The worst, he said, were the women with dead babies. You couldn’t get the women to give up their dead babies. They’d have babies dead for six days. Wouldn’t give them up. Nothing you could do about it. Had to take them away finally. Then there was an old lady, most extraordinary case. I told it to a doctor and he said I was lying. We were clearing them off the pier, had to clear off the dead ones, and this old woman was lying on a sort of litter. They said, “Will you have a look at her, sir?” So I had a look at her and just then she died and went absolutely stiff. Her legs drew up and she drew up from the waist and went quite rigid. Exactly as though she had been dead over night. She was quite dead and absolutely rigid. I told a medical chap about it and he told me it was impossible.
They were all out there on the pier and it wasn’t at all like an earthquake or that sort of thing because they never knew about the Turk. They never knew what the old Turk would do. You remember when they ordered us not to come in to take off any more? I had the wind up when we came in that morning. He had any amount of batteries and could have blown us clean out of the water. We were going to come in, run close along the pier, let go the front and rear anchors and then shell the Turkish quarter of the town. They would have blown us out of the water but we would have blown the town simply to hell. They just fired a few blank charges at us as we came in. Kemal came down and sacked the Turkish commander. For exceeding his authority or some such thing. He got a bit above himself. It would have been the hell of a mess.

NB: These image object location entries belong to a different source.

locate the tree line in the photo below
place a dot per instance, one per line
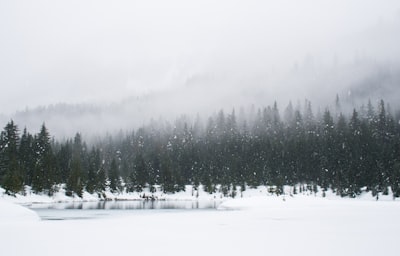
(347, 153)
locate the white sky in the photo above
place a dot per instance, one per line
(90, 51)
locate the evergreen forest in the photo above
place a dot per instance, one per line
(346, 152)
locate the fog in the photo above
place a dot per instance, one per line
(126, 62)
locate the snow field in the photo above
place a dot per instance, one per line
(264, 225)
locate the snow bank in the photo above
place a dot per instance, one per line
(10, 212)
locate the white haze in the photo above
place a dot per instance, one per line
(141, 59)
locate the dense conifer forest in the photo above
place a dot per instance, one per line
(345, 152)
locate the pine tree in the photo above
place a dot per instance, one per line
(10, 170)
(44, 172)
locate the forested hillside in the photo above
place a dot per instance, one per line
(344, 152)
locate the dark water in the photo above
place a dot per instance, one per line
(104, 209)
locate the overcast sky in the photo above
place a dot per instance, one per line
(92, 51)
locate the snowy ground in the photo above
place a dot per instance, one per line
(253, 225)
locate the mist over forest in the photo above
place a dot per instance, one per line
(206, 94)
(97, 67)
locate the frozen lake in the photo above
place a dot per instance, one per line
(104, 209)
(301, 225)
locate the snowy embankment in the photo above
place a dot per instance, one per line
(265, 225)
(190, 194)
(10, 212)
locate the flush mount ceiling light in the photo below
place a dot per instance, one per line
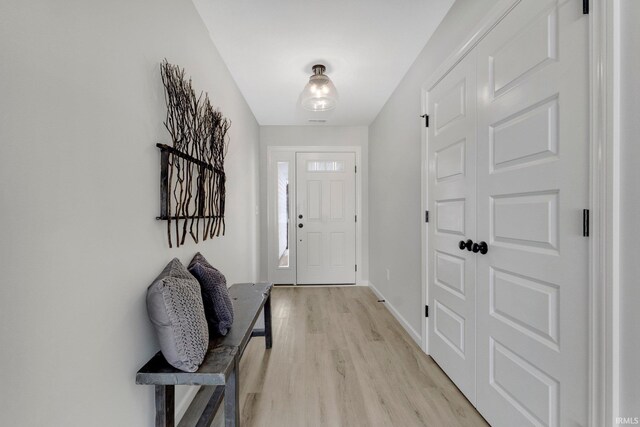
(319, 94)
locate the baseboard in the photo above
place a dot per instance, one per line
(183, 405)
(403, 322)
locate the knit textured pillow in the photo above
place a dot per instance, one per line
(174, 304)
(218, 307)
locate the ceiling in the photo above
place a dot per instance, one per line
(367, 46)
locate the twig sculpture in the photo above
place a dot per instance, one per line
(192, 170)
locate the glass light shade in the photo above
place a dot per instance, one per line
(319, 94)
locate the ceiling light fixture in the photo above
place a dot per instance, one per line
(319, 94)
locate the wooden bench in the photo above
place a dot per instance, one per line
(218, 374)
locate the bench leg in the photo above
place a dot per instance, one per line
(267, 322)
(165, 403)
(232, 399)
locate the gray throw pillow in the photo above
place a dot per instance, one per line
(174, 304)
(218, 307)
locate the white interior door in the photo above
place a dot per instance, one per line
(452, 201)
(532, 187)
(325, 218)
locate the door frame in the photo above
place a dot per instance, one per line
(604, 145)
(275, 154)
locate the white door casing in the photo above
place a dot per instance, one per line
(532, 169)
(452, 193)
(326, 210)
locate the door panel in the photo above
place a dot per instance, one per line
(326, 202)
(532, 171)
(452, 158)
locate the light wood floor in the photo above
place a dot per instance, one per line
(339, 358)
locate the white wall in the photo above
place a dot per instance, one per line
(315, 136)
(395, 165)
(630, 210)
(81, 108)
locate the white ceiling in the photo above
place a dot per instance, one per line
(366, 45)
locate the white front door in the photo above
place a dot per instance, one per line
(325, 218)
(452, 194)
(532, 284)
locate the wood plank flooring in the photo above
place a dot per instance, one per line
(339, 358)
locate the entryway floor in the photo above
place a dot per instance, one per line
(339, 358)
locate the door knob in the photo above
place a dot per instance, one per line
(465, 245)
(480, 247)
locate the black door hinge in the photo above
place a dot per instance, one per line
(585, 222)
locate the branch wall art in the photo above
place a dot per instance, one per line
(192, 178)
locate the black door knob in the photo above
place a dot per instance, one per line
(480, 247)
(465, 245)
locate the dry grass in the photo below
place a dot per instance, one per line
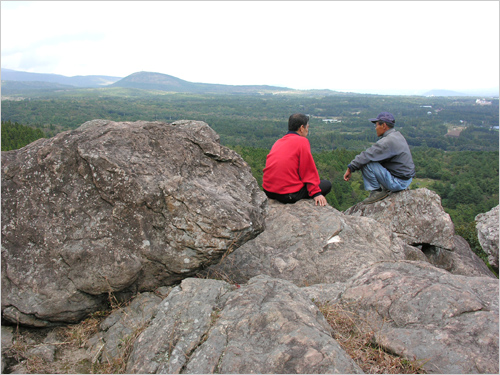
(356, 337)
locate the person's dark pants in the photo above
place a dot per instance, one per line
(324, 185)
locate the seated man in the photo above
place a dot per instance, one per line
(290, 173)
(386, 166)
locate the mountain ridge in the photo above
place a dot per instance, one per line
(164, 82)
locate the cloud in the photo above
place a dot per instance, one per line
(301, 44)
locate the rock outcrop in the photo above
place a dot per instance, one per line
(446, 323)
(118, 207)
(417, 217)
(265, 326)
(449, 323)
(487, 232)
(307, 245)
(137, 209)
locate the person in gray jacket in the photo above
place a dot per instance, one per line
(387, 166)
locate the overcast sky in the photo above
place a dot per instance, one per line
(359, 46)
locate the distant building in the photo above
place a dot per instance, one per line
(482, 102)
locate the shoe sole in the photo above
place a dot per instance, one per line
(376, 200)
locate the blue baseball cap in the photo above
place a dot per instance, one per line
(384, 117)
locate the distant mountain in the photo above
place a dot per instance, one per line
(485, 92)
(165, 82)
(76, 81)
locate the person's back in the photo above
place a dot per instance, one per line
(290, 173)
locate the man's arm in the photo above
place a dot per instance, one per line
(347, 175)
(320, 200)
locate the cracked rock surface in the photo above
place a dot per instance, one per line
(265, 326)
(487, 232)
(447, 322)
(117, 207)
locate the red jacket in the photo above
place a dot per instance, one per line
(290, 165)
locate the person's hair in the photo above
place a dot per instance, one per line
(387, 123)
(296, 121)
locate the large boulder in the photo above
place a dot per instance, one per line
(443, 322)
(418, 218)
(209, 326)
(487, 234)
(415, 216)
(447, 323)
(118, 207)
(308, 244)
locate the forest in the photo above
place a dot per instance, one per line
(463, 169)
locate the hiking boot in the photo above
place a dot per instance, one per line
(376, 195)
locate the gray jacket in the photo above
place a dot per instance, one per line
(392, 152)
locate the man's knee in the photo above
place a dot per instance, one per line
(325, 186)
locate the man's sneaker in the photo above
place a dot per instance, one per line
(376, 195)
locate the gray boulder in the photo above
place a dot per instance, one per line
(448, 323)
(265, 326)
(415, 216)
(118, 207)
(419, 220)
(487, 233)
(308, 244)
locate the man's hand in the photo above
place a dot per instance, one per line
(347, 175)
(319, 200)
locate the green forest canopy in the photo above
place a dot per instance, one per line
(463, 170)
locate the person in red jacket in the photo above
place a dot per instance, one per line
(290, 173)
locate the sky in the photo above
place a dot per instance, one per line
(357, 46)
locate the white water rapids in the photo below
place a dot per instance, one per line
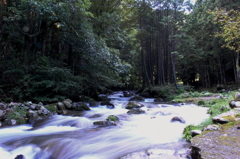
(75, 137)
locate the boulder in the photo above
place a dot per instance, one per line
(226, 117)
(80, 106)
(145, 95)
(127, 94)
(136, 111)
(112, 118)
(158, 100)
(237, 96)
(33, 107)
(221, 87)
(61, 106)
(137, 98)
(195, 132)
(63, 112)
(211, 127)
(110, 106)
(2, 113)
(19, 157)
(105, 123)
(132, 105)
(102, 97)
(178, 119)
(33, 117)
(67, 103)
(11, 122)
(3, 106)
(234, 104)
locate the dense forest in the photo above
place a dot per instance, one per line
(53, 49)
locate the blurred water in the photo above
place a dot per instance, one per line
(67, 137)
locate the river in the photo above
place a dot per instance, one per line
(75, 136)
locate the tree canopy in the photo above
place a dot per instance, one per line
(56, 49)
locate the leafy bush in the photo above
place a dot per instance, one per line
(18, 113)
(186, 132)
(201, 102)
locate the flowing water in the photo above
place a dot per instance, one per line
(75, 137)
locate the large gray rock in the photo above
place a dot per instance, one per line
(67, 103)
(137, 98)
(80, 106)
(178, 119)
(211, 127)
(2, 113)
(33, 117)
(132, 105)
(3, 106)
(61, 106)
(105, 123)
(195, 132)
(136, 111)
(226, 117)
(11, 122)
(234, 104)
(127, 94)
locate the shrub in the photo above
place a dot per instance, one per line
(186, 132)
(19, 113)
(201, 102)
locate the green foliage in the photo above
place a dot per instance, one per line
(51, 107)
(112, 118)
(18, 113)
(201, 102)
(187, 130)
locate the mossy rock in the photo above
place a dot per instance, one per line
(112, 118)
(218, 144)
(132, 105)
(137, 98)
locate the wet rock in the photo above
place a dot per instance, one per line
(33, 107)
(219, 120)
(3, 106)
(105, 123)
(112, 118)
(226, 117)
(61, 106)
(33, 117)
(221, 87)
(195, 132)
(211, 128)
(195, 153)
(237, 96)
(132, 105)
(2, 113)
(102, 97)
(127, 94)
(94, 104)
(67, 103)
(158, 100)
(136, 111)
(80, 106)
(11, 122)
(38, 107)
(234, 104)
(110, 106)
(137, 98)
(145, 95)
(63, 112)
(178, 119)
(19, 157)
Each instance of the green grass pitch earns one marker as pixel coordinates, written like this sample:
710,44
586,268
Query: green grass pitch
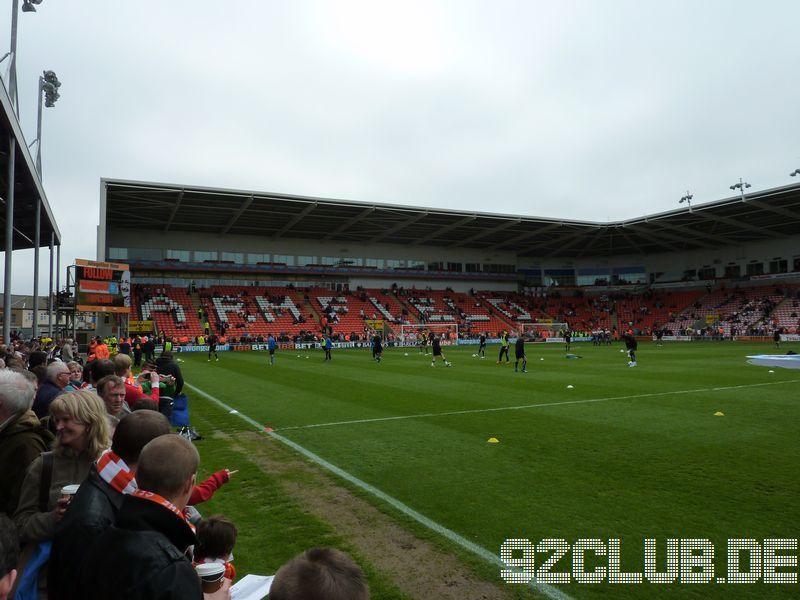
627,453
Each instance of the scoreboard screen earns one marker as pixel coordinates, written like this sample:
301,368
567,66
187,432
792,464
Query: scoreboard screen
102,287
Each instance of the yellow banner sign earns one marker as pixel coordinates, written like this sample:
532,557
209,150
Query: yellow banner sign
140,326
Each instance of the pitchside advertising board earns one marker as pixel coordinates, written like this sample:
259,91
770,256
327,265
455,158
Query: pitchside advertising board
102,286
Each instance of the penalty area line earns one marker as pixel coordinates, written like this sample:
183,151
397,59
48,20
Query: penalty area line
529,406
451,535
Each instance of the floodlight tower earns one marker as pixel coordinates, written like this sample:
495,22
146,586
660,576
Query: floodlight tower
688,199
27,6
741,186
48,94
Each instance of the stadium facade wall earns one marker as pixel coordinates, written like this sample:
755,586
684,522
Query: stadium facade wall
156,240
716,257
713,257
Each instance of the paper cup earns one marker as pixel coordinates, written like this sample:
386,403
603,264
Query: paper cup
211,575
68,491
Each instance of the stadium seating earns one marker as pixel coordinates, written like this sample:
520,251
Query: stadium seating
653,310
288,311
170,308
256,311
737,309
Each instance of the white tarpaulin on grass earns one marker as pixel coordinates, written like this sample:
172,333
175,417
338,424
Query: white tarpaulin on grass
785,361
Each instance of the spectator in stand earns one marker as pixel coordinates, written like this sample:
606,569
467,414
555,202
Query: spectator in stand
144,552
137,351
324,573
57,378
82,435
111,389
125,346
97,370
76,381
37,358
66,351
95,506
204,491
167,366
133,388
22,436
149,348
101,350
216,537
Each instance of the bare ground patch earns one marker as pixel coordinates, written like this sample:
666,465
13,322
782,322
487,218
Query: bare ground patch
415,566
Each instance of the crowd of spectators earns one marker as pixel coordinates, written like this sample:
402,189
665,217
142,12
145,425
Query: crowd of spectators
98,496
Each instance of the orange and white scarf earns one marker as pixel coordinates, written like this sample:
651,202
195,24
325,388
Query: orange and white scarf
113,470
161,501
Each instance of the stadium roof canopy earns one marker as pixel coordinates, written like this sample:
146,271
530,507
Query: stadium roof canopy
759,216
28,189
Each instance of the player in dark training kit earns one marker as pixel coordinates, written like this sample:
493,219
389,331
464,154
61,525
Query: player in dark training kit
519,352
503,346
482,346
437,351
212,347
632,345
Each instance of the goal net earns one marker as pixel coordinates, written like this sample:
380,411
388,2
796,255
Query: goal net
542,331
446,332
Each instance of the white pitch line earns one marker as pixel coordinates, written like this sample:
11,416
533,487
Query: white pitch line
527,406
451,535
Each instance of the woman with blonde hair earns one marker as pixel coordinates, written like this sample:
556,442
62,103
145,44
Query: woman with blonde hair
82,435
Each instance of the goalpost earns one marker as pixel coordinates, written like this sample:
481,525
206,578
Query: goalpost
446,332
541,332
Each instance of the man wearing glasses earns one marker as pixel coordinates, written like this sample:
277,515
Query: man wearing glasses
57,379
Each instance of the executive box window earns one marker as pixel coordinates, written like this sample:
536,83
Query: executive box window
117,254
203,255
779,265
234,257
254,259
181,255
755,268
733,271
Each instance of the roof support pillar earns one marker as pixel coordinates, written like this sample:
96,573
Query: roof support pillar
12,152
50,289
37,232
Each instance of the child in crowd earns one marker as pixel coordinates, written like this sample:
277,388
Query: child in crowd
216,537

You remember the harbor. There were plenty of nice things floating around in it. That was the only time in my life I got so I dreamed about things. You didn’t mind the women who were having babies as you did those with the dead ones. They had them all right. Surprising how few of them died. You just covered them over with something and let them go to it. They’d always pick out the darkest place in the hold to have them. None of them minded anything once they got off the pier.
The Greeks were nice chaps too. When they evacuated they had all their baggage animals they couldn’t take off with them so they just broke their forelegs and dumped them into the shallow water. All those mules with their forelegs broken pushed over into the shallow water. It was all a pleasant business. My word yes a most pleasant business.